Mais lors d’un rendez-vous avec un client, ce dernier s’était plaint et avait exigé qu’il n’y ait « pas de voile la prochaine fois ». Micropole avait transmis cette requête à son employée qui a refusé. La Cour a émis un avis complémentaire, estimant qu’un client d’une entreprise ne peut imposer de ne plus recevoir de services fournis par une travailleuse qui porte le foulard islamique.

Elle ne remet donc pas en cause la légalité de l’interdiction de tels signes si un règlement de l’entreprise le stipule. En revanche, la CJUE estime que cette interdiction peut constituer une discrimination si l’entreprise n’a pas édicté de règle au préalable.

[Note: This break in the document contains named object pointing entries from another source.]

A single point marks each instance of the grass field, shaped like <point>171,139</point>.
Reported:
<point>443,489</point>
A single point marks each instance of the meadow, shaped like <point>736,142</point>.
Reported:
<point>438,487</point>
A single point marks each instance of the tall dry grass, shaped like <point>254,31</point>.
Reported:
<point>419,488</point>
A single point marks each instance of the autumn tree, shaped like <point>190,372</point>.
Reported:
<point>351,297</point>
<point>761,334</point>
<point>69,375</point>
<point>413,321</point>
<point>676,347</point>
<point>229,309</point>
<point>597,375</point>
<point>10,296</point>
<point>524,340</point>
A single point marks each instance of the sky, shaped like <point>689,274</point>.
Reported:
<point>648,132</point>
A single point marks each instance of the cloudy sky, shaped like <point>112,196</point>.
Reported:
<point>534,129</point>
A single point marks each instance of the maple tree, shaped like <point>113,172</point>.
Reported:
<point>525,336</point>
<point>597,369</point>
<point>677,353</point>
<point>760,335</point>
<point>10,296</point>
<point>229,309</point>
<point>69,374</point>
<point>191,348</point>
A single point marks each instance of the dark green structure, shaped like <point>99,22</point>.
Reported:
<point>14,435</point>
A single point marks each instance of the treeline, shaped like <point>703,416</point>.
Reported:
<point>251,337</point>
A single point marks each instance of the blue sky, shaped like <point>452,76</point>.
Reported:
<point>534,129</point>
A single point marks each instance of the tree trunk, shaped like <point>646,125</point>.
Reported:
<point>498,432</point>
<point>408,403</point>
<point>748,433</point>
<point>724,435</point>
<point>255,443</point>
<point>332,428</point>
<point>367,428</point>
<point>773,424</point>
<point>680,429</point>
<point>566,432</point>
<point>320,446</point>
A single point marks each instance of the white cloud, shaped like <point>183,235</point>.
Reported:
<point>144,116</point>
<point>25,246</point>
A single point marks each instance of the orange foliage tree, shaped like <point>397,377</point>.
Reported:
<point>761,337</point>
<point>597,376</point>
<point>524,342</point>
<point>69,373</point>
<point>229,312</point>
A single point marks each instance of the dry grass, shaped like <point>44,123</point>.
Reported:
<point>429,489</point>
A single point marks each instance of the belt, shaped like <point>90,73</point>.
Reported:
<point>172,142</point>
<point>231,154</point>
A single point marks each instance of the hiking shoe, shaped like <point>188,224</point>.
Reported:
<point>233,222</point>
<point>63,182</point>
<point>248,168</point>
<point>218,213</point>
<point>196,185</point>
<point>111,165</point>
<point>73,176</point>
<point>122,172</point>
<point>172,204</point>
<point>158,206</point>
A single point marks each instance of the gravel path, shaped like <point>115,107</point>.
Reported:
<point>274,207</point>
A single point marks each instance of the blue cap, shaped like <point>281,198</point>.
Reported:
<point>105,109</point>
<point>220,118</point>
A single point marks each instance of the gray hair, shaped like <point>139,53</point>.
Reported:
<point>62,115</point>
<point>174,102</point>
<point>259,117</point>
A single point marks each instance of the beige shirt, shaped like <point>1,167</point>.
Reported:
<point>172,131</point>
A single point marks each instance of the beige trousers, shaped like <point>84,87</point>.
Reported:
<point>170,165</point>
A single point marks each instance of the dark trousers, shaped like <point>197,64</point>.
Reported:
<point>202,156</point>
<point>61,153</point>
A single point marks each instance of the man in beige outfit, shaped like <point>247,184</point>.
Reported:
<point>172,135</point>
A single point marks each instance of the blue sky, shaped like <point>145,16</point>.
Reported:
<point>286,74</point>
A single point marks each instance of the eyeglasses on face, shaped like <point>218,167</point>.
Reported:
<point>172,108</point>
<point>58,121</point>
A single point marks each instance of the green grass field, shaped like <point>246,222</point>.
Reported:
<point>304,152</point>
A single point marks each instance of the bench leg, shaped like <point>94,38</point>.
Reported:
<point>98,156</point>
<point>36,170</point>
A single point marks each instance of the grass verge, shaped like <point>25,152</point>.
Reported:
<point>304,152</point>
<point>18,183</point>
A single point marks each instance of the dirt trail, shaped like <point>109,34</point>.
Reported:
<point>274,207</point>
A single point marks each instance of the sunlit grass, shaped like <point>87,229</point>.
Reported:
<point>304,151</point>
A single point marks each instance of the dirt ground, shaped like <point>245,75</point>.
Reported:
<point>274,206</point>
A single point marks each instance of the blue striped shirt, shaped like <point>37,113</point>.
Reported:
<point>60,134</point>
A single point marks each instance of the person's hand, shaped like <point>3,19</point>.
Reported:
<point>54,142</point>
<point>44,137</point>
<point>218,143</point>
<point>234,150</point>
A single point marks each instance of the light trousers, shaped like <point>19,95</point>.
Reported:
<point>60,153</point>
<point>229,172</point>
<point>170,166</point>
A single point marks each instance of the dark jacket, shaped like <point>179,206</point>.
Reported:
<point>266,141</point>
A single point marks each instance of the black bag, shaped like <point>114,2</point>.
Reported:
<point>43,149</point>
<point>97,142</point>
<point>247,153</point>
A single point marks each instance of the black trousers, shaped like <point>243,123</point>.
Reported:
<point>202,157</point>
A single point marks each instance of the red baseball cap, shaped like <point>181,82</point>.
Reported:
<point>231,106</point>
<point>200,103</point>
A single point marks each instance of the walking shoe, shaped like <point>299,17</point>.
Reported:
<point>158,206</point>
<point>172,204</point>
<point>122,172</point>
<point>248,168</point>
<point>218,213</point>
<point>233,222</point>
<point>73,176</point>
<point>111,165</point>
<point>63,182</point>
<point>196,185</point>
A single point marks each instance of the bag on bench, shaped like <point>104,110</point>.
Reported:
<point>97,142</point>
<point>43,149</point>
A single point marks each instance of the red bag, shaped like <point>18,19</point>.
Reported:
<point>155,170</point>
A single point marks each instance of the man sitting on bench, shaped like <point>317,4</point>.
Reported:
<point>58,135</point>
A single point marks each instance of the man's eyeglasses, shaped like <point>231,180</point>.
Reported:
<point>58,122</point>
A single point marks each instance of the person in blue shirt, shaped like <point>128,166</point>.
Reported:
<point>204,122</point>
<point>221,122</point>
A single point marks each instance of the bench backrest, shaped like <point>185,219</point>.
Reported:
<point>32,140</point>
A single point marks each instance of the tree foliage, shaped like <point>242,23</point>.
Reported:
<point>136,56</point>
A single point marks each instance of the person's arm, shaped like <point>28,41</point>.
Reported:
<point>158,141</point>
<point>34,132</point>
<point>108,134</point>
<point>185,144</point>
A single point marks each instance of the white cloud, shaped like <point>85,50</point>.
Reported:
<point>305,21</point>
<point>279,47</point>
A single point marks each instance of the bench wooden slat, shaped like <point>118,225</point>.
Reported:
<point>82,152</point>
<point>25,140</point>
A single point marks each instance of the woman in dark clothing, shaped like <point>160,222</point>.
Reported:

Que dit la loi sur les signes religieux dans le monde du travail en France ?

En France, le secteur public applique un principe de laïcité et de neutralité à ses employés qui leur interdit de porter des signes ou des vêtements religieux au travail. La loi El Khomri, votée en août, a également introduit un principe de neutralité dans le Code du travail qui permet aux entreprises privées de restreindre « la manifestation des convictions des salariés » dans un règlement intérieur, à condition notamment que ces restrictions soient nécessaires au « bon fonctionnement de l’entreprise ».